Keine Angst vor dem weißen Blatt
„Wie soll ich anfangen?“, das ist die Frage, die die Kursteilnehmer/innen am häufigsten stellen. Sie wäre keine Expertin, hätte Barbara Pachl-Eberhart darauf nicht ein paar Antworten. Versuchen Sie, jeden Monat mit einem ganz persönlichen Begriff zu versehen. Notieren Sie: „Was hat mich im Mai beschäftigt, worüber habe ich mich im August gefreut, was ist mir im Oktober so richtig gut gelungen und worüber habe ich mich im November besonders geärgert?“ Jedes einzelne Wort ist ein möglicher Beginn für das Niederschreiben. Eine Collage, gezeichnet oder aus Wörtern bestehend, die einzelne Erlebnisse aus dem letzten Jahr widerspiegelt, hat jede Menge Impulse in sich, die am Beginn eines Textes stehen können. Mehr als nur eine Lockerungsübung ist für die Trainerin der Versuch, sich zunächst bildhaft auszudrücken. „Welche Pflanze steht für das vergangene Jahr?“ Auch daraus kann man sprachlich viel entwickeln.

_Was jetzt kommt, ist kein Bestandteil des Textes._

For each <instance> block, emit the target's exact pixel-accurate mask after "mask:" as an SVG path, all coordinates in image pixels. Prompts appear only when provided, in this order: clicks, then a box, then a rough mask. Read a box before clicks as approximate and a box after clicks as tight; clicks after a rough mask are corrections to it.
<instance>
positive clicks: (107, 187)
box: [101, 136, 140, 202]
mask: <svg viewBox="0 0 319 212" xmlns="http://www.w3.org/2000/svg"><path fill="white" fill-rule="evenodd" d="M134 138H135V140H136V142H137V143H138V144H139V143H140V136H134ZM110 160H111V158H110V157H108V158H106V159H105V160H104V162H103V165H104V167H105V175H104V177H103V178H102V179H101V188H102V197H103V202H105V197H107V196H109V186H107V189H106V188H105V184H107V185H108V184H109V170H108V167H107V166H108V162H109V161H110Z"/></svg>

Ein Wort ist schon sehr viel
„Die literarischen Anforderungen an sich selbst sind meist zu hoch“, lächelt Barbara Pachl-Eberhart. Anstatt ausgefeilte Sätze zu formulieren, rät sie zu weniger Text, der dafür berührt und ins Herz geht. Ob man sich für Stunden zurückzieht oder jeden Tag ein paar Worte aufschreibt, ist individuell sehr unterschiedlich. „Gerade im Advent könnte man jeden Tag etwas notiren und diesen Schatz in Zündholzschachteln aufbewahren.“ Wer allerdings in dieser dunklen Jahreszeit lieber in die Leichtigkeit des Sommers entfliehen möchte, kann das in Form von Erinnerungen an den Urlaub machen. „Mir hat das Schreiben jedenfalls gezeigt, dass ich mehr bin als meine Erinnerungen. Ich kann sie aufschreiben, ich kann darauf schauen und ich kann darüber hinauswachsen“, sagt die Autorin.